As I was trying to put together a simple automated plant watering solution, I figured that having the amount of water be driven by a soil sensor would be a good idea. So I tried the default cheap capacitive moisture sensors, but had several of them fail on me after only a few weeks. While looking for better solution I ran over a different technique call Time Domain Reflectometry that could be used to make that measurement. How hard could it be to make one of those?
![](https://cdn.hackaday.io/images/1787151698205803715.jpg)
Many hours of debugging, a few failed designs later and I have a working prototype based on a Time of Flight sensor and a Raspberry Pi Pico W that can log to a central server.
Using a PCB sensor that is inserted in to the soil of a plant, it is able to see the change in moisture content in the soil over time. It's sensitive enough that it can see the change in moisture over a single day. This allowed me to set a level that triggers watering and have small amount of water dispensed with a pump to keep the moisture level fairly consistent.
![](https://cdn.hackaday.io/images/8116001697431385589.png)

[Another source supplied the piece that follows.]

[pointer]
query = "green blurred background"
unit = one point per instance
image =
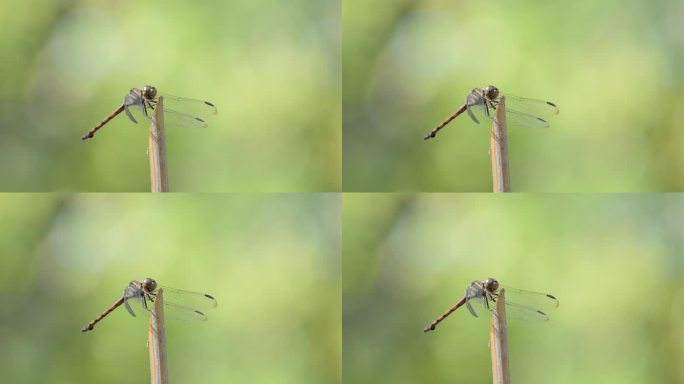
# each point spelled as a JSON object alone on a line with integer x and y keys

This is a sensor log of a plant. The green vertical lines are when watering was triggered and the red line is the average detected moisture level. Each dose of water is pretty small, but shows up as a huge spice of moisture that then drops quickly as it spreads more evenly thru the plant pot.

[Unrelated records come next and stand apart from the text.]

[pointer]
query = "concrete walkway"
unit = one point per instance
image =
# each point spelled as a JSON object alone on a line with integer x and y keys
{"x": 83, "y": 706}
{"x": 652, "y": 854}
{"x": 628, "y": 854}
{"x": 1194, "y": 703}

The test plant isn't dead after a few months, so by at least that metric, the project has achieved it's goal. However, there are still some things that need to be done:
- Design/create an enclosure
- Finish rewrite to Rust
- Create single PCB with integrated antenna
I'm going back and writing build logs to document some of the steps I did, which is really more of the point of this whole process. But if you want to jump ahead and see some of the results the KiCad and RP2040 CircuitPython code can be found at: https://github.com/theblinkingman/plant-waterer
Can anybody tell me, what was the reference voltage set to the comparator using 10k fixed and 10 variable resistors?